HM Revenue and Customs has launched a new online tax calculator, which allows individuals with straightforward tax affairs (basically employees below state retirement age who have only employment income below £100,000) to work out how much tax they pay and how the Government spends it.

Given that a taxpayer whose affairs are straightforward enough to use the calculator would be highly unlikely to need the services of a tax adviser, I think I can comment on this dispassionately, and indeed I am in favour of the first aspect, as indeed I am in favour of anything that encourages people to take more interest in their tax affairs. However, I am much less enamoured of the second element of the calculator.

There is presumably a cost associated with assembling the relevant data, and I doubt that many taxpayers are actually greatly interested in the, no doubt extremely general. information provided. However, the cost will pale into insignificance compared to that of the government’s proposal to send out 20 million personal tax statements, giving similar data, from 2014-15 onwards.

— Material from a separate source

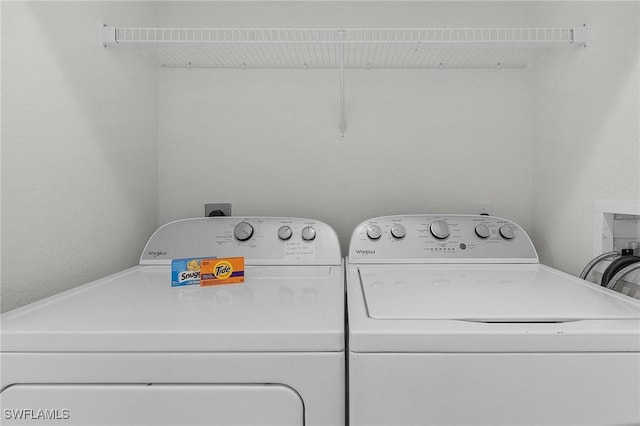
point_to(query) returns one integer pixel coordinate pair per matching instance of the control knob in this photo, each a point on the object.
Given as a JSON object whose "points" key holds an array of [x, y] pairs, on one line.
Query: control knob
{"points": [[243, 231], [374, 232], [284, 233], [483, 231], [398, 231], [308, 233], [440, 229], [508, 232]]}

At a time of significant financial hardship, I just do not see this as in any way a priority for government spending – I would much rather see HMRC being resourced more adequately to carry on its core tasks that wasting its time and money on gimmicks such as this. To my mind an effective and whole-hearted assault on the black economy would be the best use of HMRC’s limited resources, and would yield results significantly in excess of cost in my view.

I do not see what this calculator adds to the efficiency of the tax system, and its introduction makes me question the priorities of those responsible for our economic wellbeing at this time of financial crisis. The phrase ‘re-arranging the deckchairs on the Titanic’ springs irresistibly to mind.